Ani duygu değişimlerimden ben bile korkmaya başlamıştım artık. Tolga "sen düşünme bunları benim yanımdayken sana hiçbir şey yapamaz asla asla izin vermem" diyordu.

"Yenge bizim elimiz armut mu topluyor o kim ki sen rahat ol sana bu evde bırak bu evi hiçbir yerde bir şey yapamaz bir şey olunca beni ararsınız ben kaçtım"
"Sağol her şey için Mert söylemen yeter sen sen de dikkat et tamam mı"

"Sakin ol aşkım hiçbir şey olmayacak bak ben buradayım Mert var"
"Liva var biz yoksak hadi üzülme sen"
dedi Mert gülerek.

Mert evden gitti biz üçümüz kalmıştık.

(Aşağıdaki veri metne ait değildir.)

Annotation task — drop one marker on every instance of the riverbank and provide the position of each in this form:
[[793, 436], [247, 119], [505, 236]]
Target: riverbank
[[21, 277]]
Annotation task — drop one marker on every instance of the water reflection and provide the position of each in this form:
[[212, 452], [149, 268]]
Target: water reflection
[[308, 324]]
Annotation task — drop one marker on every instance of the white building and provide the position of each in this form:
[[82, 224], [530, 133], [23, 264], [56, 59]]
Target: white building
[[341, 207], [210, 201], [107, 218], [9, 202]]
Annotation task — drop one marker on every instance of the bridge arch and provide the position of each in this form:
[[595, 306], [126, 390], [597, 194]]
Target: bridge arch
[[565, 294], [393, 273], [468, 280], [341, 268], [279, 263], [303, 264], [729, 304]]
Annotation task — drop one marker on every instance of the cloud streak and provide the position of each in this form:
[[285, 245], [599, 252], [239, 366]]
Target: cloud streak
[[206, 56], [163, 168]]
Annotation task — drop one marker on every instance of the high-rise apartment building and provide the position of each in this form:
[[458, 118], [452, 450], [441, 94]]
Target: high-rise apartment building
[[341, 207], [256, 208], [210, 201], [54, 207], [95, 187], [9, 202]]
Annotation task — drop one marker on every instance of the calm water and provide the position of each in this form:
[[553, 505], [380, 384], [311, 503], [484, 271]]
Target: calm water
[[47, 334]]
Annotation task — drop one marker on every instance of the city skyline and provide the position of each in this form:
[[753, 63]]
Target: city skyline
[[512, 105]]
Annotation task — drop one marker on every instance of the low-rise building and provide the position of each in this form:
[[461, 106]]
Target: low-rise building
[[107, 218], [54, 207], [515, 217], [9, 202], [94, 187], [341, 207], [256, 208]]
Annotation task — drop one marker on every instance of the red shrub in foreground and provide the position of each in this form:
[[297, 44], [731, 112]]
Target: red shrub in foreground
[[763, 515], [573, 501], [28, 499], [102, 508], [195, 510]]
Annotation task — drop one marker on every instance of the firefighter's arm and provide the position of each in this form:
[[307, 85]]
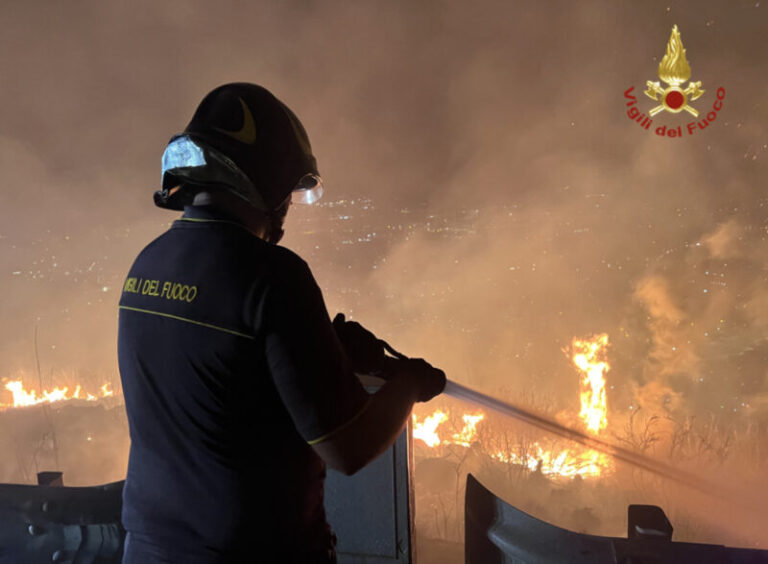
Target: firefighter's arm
[[372, 431]]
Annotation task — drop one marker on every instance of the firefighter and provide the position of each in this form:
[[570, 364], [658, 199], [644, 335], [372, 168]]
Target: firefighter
[[239, 390]]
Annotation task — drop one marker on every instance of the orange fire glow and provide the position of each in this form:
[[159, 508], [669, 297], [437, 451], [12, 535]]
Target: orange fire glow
[[23, 397], [588, 356]]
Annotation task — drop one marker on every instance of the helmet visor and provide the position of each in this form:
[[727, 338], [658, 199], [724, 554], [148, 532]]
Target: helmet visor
[[187, 159], [308, 190]]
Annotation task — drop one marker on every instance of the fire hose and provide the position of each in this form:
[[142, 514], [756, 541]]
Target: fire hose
[[638, 460]]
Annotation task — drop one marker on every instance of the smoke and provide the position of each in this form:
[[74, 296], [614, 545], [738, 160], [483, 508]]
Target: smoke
[[514, 203]]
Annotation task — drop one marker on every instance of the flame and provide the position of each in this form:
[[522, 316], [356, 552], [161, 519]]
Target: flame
[[566, 463], [24, 398], [469, 432], [587, 357], [674, 68], [427, 430]]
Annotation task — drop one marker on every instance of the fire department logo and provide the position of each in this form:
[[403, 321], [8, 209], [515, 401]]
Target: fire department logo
[[675, 96], [674, 70]]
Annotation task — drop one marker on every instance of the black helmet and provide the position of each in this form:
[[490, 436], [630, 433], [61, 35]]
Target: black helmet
[[244, 139]]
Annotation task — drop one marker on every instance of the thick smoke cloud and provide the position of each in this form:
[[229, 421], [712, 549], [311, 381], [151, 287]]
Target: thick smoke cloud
[[505, 122]]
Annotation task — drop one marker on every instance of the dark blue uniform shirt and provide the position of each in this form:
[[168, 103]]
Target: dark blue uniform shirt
[[231, 369]]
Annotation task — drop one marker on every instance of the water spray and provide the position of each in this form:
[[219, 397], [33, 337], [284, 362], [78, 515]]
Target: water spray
[[643, 462]]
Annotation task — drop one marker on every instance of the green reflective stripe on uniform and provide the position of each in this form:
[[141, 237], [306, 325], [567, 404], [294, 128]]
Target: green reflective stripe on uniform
[[197, 220], [223, 329], [341, 427]]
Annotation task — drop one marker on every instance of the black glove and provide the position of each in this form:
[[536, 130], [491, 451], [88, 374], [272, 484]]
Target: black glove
[[430, 381], [365, 351]]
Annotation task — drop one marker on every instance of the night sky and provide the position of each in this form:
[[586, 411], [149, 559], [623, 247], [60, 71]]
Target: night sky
[[506, 119]]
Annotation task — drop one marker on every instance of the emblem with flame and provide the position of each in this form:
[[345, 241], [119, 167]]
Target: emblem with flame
[[674, 70]]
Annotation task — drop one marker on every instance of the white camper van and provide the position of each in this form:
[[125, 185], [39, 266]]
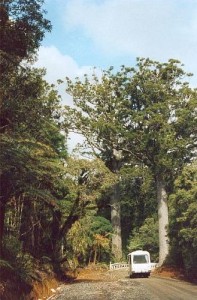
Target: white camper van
[[139, 263]]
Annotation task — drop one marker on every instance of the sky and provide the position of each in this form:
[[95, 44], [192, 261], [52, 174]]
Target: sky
[[104, 33]]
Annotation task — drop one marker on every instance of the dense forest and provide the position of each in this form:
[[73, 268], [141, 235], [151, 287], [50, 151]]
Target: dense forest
[[131, 185]]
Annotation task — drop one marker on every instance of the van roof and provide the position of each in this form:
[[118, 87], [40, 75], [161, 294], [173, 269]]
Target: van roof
[[138, 252]]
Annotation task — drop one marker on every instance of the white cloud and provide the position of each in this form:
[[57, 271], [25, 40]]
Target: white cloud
[[58, 65], [159, 29]]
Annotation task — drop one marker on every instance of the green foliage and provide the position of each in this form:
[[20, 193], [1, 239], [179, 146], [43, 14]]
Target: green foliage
[[183, 220], [138, 199], [87, 236], [146, 238]]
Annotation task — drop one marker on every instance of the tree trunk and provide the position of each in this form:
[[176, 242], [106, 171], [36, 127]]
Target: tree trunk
[[116, 223], [163, 220]]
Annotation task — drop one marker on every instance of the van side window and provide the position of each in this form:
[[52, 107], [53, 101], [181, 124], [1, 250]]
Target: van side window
[[140, 259]]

Tolga benimle birlikte kafam dağılsın diye film izlemişti. Liva ile vakit hızlı geçiyordu zaten.

...

Abim dizi izlemek istiyordu ben de film izlemek istiyordum. Kumandayı aldım ve kanalı değiştirdim. Ayağa kalktı geldi yanıma saçımı çekip sert bir tokat attı.

"Bir daha o kumandaya dokunma"
"A a abi bı bırak saç saçım acıyor"
"Kes lan sus artık seni verecem köylü bir adama görücen o zaman filmi falan"

Babam bu sırada odaya girmiş abimin dediklerini duydu.

"Kaybol kız odadan çık odana gözüme gözükme bir hafta"

.....

Telefonuma gelen mesajla uyandım. On saatten fazla uyumuştum. Tolga Livanın yanındaydı büyük ihtimal.

Sen benden kaçmaya çalışmak bak ne diyorum çalışmak sen benden kim oluyorsun da uzak duruyorsun.
Her şeyi bütün çıplaklığıyla anlattım babana annene anneme bütün semt senin oruspuluğunu konuşuyor.
Çarşafı gösterdim sen benimsin gece sana bunu kanıtladığımı düşündüm ama yanılmışım iki tur daha geçsem üstünden şu an benim yatağımdaydı o güzel vücudun.
Abin seni çok merak ediyor bilirsin ıı tahmin ettiğin gibi senin eşyalarının çoğunu sattı. Karısıyla senin odanda kalacakmış. Bu arada yeğenin oluyo hayırlı olsun sen gittin burada seni düşünen biri bile yok.
Damla aşk acısı çekiyor onu buraya getiren çocukla bir kötü ayrıldı ama bakışları çok hoştu. Damla aşık ona ben anlarım.
Biz Damla ile birbirimizi de anlarız belki onunla anlaşmalıyım ha sen ne dersin bu işe o yanındaki lavuk buna engel oluyor mu bak

" Tolga neredesin çabuk gel" ağlamam hızlandı. Tolga Liva ile telaşlı şekilde odaya girdi. Livayı yatağa bıraktı.

Emelin o halini görmem ile dağıldım elindeki telefonu bana uzattı. Gelenleri okumam ile şok oldum. Hayvan herif neler yazmıştı. Damlayı aradım hemen.